The court quickly disposed of the plaintiff’s assertions that Ares had actual knowledge of wrongdoing by the Company’s special committee members by noting that Ares’s negotiations were arm’s-length and pointing to the lack of allegations that Ares was aware of or involved in any flawed decision making by the board or the special committee or its advisors.
The court then rejected the plaintiff’s theory that Ares’s supposed actual knowledge of Oaktree’s alleged wrongdoing could transitively support a finding of constructive knowledge for alleged wrongdoing by the Company’s special committee members. The court found that the plaintiff’s allegations confirmed that Ares’s arm’s-length participation in the transaction was inconsistent with knowing participation in alleged breaches of fiduciary duty. More specifically, Ares did not select the special committee’s lead negotiator, who was alleged to have conflicts of interest, and the plaintiff did not allege facts to support that Ares exploited the negotiator’s conflicts of interest for its benefit. The plaintiff also failed to plead facts to support that Oaktree’s participation in the transaction was inherently wrongful or that Ares knew of the allegedly superior alternative offer or of Oaktree’s alleged wrongful influence over the deal to obtain more lucrative terms. For these same reasons, the court rejected the plaintiff’s claim for unjust enrichment.
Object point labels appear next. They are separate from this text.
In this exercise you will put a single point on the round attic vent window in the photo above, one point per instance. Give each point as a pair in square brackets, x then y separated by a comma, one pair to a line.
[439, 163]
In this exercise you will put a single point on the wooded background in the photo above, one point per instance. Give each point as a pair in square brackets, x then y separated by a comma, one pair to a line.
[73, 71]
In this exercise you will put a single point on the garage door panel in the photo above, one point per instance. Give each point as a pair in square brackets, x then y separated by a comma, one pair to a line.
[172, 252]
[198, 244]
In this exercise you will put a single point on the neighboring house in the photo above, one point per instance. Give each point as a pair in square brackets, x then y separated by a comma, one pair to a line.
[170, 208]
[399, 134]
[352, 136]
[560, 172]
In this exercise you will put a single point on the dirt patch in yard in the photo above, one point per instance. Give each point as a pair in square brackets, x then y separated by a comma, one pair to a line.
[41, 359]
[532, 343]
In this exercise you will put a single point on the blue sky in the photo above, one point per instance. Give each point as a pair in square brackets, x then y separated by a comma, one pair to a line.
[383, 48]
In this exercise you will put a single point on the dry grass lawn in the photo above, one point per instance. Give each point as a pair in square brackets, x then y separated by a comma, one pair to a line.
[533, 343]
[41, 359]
The Jacobs v. Meghji decision is instructive for practitioners on multiple levels. For transactional counterparties, the court’s analysis is a helpful guide to understanding the bounds of conduct that constitutes knowing participation under Delaware law to support aiding and abetting liability. Importantly, the court reaffirmed that arm’s-length bidders have the right to negotiate and secure contract terms for their own benefit and that participation in a transaction by a bidder alongside a controller, without more, does not give rise to the aiding and abetting liability. On the company side, the Jacobs decision reinforces the need for a well-functioning, independent, and appropriately authorized special committee, particularly where a controller participates in a transaction. For litigants, the court’s deconstruction of the plaintiff’s complaint to explain why certain inferences were unreasonable or unsupported and what allegations were missing to support an aiding and abetting claim is a reminder of the attention and scrutiny that the Court of Chancery brings to each case on its docket.